The Great Mirerani Wall, built in the north of the Tanzania to prevent the theft of tanzanite. PHOTO | BBC

A government report on Tanzanite mining released in September last year recommended that a joint-venture contract between Tanzanite One SA and the State Mining Corp, or Stamico, be done away with as it ceased having any value for the country. 

In 2013, Richland Resources and Stamico signed a 10-year agreement to each hold a 50 per cent share of TanzaniteOne.

“It’s a contract that is exploitative, and it’s as if the contract has been prepared by one side without the involvement of Stamico. We recommend an audit of all licenses with the view of issuing them afresh,” the committee chairman Dotto Biteko said.

President Magufuli estimated that in June last year, $90 billion had been lost in tax evasion arose from mining operations since 1998.

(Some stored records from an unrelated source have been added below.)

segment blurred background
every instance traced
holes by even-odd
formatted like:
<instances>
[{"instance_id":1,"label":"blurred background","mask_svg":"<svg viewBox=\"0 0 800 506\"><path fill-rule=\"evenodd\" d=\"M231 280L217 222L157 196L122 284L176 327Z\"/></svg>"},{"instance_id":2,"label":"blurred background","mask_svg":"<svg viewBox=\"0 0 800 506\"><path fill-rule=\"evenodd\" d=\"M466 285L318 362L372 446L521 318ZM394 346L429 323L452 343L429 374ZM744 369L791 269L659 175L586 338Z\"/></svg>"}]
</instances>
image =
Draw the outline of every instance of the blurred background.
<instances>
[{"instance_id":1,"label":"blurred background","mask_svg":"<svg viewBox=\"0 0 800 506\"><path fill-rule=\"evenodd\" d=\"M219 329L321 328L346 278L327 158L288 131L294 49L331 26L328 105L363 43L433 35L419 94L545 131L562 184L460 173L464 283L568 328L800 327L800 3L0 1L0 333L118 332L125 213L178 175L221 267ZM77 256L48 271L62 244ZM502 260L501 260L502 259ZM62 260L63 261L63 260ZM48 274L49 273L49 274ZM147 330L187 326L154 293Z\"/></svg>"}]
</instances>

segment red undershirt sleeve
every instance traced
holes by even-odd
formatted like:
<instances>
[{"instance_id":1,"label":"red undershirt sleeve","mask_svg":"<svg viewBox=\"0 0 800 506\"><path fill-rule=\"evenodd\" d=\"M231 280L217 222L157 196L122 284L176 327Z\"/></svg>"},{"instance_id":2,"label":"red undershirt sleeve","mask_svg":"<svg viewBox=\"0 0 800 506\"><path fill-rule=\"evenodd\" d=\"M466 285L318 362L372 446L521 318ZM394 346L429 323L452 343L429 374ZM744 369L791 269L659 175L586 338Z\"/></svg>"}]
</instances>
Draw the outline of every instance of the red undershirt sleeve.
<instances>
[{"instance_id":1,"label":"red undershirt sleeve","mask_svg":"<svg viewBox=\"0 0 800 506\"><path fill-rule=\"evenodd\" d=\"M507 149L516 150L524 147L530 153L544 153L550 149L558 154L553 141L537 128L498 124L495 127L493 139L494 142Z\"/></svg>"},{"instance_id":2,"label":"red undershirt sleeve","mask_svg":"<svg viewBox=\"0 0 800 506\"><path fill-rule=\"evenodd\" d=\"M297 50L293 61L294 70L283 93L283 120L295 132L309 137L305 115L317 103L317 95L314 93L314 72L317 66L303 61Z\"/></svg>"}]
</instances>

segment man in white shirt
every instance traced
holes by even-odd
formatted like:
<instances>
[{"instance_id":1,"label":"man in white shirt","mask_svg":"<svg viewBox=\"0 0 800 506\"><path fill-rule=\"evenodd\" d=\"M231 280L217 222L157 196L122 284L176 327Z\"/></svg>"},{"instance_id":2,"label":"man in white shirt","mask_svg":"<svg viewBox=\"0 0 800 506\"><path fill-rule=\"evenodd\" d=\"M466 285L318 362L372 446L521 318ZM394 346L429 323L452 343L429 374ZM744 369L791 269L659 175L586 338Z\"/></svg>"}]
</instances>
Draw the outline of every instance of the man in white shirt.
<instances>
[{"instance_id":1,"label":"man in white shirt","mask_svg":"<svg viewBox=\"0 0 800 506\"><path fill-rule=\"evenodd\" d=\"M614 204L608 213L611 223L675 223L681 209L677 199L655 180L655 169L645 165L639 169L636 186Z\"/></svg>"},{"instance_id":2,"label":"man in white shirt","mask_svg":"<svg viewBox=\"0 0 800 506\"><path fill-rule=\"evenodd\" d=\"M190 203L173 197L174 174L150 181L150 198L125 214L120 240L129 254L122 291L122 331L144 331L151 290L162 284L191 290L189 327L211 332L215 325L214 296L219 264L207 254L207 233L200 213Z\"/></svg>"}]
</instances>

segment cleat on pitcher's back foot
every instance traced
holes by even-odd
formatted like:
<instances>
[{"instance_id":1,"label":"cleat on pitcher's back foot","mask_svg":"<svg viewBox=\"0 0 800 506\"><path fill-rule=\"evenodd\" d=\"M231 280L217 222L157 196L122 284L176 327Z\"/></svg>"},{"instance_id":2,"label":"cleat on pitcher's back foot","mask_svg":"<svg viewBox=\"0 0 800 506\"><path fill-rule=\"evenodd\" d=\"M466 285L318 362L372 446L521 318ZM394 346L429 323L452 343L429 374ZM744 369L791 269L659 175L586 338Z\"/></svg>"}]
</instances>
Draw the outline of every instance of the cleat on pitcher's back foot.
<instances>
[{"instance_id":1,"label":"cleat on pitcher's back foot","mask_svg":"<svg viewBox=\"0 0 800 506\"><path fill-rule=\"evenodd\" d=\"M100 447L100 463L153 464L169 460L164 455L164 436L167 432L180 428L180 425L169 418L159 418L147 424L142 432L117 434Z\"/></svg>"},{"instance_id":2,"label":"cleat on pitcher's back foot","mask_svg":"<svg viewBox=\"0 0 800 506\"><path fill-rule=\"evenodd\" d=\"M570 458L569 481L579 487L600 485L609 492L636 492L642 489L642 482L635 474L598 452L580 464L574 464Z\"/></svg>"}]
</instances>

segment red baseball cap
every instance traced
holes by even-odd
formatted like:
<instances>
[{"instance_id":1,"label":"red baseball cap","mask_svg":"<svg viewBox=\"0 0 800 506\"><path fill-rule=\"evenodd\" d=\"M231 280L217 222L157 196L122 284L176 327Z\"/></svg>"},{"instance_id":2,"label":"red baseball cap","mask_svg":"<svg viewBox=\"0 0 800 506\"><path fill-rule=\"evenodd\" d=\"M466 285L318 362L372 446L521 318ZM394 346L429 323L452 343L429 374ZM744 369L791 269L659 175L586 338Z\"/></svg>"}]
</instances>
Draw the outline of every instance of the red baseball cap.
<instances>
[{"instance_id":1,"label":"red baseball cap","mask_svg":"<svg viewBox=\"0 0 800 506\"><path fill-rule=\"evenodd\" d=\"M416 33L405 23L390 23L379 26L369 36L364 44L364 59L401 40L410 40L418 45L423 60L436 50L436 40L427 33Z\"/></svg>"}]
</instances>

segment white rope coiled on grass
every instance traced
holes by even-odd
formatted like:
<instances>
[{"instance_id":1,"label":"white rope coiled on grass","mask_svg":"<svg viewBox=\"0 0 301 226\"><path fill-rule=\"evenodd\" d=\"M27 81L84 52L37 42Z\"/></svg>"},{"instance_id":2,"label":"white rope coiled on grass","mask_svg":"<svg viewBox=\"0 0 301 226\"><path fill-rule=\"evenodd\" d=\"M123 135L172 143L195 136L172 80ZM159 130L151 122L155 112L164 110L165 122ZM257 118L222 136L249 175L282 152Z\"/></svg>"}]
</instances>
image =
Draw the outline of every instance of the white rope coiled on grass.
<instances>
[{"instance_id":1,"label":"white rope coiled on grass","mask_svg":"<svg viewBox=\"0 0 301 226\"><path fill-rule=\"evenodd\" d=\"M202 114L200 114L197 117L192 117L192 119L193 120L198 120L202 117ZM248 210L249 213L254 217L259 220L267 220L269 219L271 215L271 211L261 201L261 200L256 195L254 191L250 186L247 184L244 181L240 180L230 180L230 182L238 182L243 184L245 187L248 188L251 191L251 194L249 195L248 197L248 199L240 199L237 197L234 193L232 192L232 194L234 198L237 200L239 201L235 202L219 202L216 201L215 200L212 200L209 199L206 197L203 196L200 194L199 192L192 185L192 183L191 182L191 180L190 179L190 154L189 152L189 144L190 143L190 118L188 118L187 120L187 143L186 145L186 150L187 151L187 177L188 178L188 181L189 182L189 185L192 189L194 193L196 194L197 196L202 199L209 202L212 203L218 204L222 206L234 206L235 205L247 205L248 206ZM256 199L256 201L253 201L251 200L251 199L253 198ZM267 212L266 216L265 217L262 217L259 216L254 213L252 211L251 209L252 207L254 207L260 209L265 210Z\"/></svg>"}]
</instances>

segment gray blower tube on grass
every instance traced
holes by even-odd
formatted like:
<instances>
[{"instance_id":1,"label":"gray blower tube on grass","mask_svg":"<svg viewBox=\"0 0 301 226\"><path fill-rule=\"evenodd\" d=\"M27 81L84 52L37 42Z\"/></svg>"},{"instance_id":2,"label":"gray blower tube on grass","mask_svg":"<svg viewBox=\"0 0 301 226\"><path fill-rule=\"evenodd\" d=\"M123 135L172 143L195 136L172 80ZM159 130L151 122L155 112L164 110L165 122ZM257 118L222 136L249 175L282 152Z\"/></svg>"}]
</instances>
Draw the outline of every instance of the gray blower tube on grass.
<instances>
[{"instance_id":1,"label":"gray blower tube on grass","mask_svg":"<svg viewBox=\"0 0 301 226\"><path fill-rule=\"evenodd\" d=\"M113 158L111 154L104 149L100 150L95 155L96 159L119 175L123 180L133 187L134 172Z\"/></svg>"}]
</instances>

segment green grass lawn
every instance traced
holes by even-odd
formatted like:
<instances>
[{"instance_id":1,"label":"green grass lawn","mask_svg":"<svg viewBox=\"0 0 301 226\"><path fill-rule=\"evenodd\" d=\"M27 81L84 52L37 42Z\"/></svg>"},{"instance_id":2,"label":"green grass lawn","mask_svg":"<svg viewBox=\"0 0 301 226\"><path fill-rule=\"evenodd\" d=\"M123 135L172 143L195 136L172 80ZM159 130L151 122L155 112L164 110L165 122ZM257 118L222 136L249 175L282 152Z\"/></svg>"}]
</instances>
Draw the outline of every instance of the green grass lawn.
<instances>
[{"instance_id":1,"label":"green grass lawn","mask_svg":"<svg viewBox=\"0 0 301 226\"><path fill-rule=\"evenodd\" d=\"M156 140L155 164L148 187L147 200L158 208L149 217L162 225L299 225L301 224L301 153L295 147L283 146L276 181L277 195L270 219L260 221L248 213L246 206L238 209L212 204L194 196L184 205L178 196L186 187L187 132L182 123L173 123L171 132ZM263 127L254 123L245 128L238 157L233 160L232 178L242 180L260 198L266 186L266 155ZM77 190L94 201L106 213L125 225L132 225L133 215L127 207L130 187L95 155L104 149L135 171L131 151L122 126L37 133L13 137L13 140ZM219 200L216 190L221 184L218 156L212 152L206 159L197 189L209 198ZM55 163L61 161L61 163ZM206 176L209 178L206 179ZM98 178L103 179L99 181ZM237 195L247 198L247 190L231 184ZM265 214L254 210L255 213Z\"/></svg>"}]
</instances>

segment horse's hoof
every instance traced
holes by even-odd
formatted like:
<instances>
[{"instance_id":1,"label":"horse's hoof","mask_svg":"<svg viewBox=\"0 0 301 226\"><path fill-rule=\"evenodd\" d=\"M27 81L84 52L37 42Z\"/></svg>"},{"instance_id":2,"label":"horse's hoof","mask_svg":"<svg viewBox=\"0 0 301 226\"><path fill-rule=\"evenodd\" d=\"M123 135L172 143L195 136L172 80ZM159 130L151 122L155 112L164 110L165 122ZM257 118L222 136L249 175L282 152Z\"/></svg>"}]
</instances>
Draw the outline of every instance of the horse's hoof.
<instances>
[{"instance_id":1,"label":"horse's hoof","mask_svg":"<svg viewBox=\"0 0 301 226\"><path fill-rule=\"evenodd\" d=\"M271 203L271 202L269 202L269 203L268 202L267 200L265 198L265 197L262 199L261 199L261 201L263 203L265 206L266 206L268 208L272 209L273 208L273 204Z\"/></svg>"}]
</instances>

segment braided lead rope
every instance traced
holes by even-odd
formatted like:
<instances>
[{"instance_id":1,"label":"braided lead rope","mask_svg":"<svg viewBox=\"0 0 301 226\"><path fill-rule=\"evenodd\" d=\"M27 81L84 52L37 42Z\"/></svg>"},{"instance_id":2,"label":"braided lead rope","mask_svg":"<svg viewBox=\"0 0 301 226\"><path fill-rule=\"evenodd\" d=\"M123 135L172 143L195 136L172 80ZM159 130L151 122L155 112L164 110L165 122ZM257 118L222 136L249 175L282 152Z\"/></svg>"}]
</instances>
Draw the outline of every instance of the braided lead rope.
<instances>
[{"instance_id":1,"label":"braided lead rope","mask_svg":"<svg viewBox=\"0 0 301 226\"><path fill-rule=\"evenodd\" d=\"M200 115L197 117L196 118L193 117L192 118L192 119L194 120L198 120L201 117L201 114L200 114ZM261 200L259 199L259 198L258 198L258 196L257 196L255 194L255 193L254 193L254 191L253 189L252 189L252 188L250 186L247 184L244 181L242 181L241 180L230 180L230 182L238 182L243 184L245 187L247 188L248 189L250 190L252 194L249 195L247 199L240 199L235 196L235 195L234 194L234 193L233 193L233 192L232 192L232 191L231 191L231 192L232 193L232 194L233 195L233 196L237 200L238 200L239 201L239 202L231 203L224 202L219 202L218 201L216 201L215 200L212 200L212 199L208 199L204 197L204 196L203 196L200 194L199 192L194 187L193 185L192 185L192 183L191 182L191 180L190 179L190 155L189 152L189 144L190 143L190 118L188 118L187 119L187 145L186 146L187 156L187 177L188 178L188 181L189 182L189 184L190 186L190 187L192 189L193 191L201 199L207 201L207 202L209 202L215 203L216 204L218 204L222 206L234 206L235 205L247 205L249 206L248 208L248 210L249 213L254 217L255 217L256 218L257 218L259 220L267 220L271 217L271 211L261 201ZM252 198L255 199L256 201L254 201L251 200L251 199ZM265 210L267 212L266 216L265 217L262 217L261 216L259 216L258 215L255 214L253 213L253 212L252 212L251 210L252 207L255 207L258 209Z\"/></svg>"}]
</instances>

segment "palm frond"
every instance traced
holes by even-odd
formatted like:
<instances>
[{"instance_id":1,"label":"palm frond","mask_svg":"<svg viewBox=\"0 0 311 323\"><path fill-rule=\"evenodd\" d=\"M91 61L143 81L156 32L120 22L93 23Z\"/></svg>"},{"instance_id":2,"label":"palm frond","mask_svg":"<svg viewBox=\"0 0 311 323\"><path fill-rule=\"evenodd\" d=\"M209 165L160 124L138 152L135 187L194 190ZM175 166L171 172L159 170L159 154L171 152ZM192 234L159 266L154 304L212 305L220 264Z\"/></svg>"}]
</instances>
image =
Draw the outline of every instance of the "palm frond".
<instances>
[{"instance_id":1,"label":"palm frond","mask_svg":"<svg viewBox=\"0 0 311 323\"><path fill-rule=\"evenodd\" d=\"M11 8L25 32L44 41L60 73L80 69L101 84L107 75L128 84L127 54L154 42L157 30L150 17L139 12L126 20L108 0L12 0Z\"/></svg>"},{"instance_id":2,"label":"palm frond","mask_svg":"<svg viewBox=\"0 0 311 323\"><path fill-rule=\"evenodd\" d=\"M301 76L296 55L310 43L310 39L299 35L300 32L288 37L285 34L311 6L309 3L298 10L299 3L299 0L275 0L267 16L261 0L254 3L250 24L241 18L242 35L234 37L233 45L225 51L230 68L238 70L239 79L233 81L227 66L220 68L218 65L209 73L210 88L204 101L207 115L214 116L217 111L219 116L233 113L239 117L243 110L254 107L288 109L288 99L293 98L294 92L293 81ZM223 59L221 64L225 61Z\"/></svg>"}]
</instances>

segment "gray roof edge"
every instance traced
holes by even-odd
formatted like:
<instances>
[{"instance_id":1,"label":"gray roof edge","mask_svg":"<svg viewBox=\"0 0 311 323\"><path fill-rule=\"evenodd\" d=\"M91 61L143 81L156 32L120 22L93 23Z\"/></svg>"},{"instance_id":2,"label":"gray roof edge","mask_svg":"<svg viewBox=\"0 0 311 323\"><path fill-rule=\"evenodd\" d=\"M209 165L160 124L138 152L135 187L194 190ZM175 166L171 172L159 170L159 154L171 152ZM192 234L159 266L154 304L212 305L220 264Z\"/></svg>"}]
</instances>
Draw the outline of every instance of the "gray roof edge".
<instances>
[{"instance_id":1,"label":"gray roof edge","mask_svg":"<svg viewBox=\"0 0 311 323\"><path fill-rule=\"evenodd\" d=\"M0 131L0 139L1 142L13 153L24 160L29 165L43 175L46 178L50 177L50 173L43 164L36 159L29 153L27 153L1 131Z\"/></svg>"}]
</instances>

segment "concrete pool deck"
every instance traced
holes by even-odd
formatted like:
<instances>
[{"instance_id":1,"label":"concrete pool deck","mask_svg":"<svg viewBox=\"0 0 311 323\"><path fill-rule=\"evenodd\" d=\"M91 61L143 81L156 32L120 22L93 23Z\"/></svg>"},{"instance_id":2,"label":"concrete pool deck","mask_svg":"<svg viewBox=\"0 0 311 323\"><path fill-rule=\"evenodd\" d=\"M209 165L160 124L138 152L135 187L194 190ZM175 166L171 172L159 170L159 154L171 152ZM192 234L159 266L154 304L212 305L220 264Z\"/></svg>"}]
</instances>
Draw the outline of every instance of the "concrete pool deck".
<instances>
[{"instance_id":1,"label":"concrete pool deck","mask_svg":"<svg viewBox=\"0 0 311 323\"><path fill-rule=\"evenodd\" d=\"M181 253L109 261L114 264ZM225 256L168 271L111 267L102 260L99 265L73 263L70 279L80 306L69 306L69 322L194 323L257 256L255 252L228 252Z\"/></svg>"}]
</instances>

Tanzanite: The deep blue or royal purple stones are mined in the Mirerani hills near Mount Kilimanjaro. PHOTO | AFP

It is also around the same time that Tanzania seized diamonds worth nearly $30 million after accusing British company Petra Diamonds of under-estimating their value when trying to export the gems.

The deep blue or royal purple stones are mined in the Mirerani hills near Mount Kilimanjaro.

Ironically, Tanzanite is found solely in Tanzania yet the country is the world’s third largest exporter of the mineral.

Currently, India is the largest exporter of Tanzanite stones peaking at more than $300 million, followed by Kenya at $100 million and Tanzania at $38 million. Globally, the tanzanite trade earns more than $500 million a year. 

“Our natural resources are being used to create employment and much needed foreign currency in other countries,” President Magufuli said.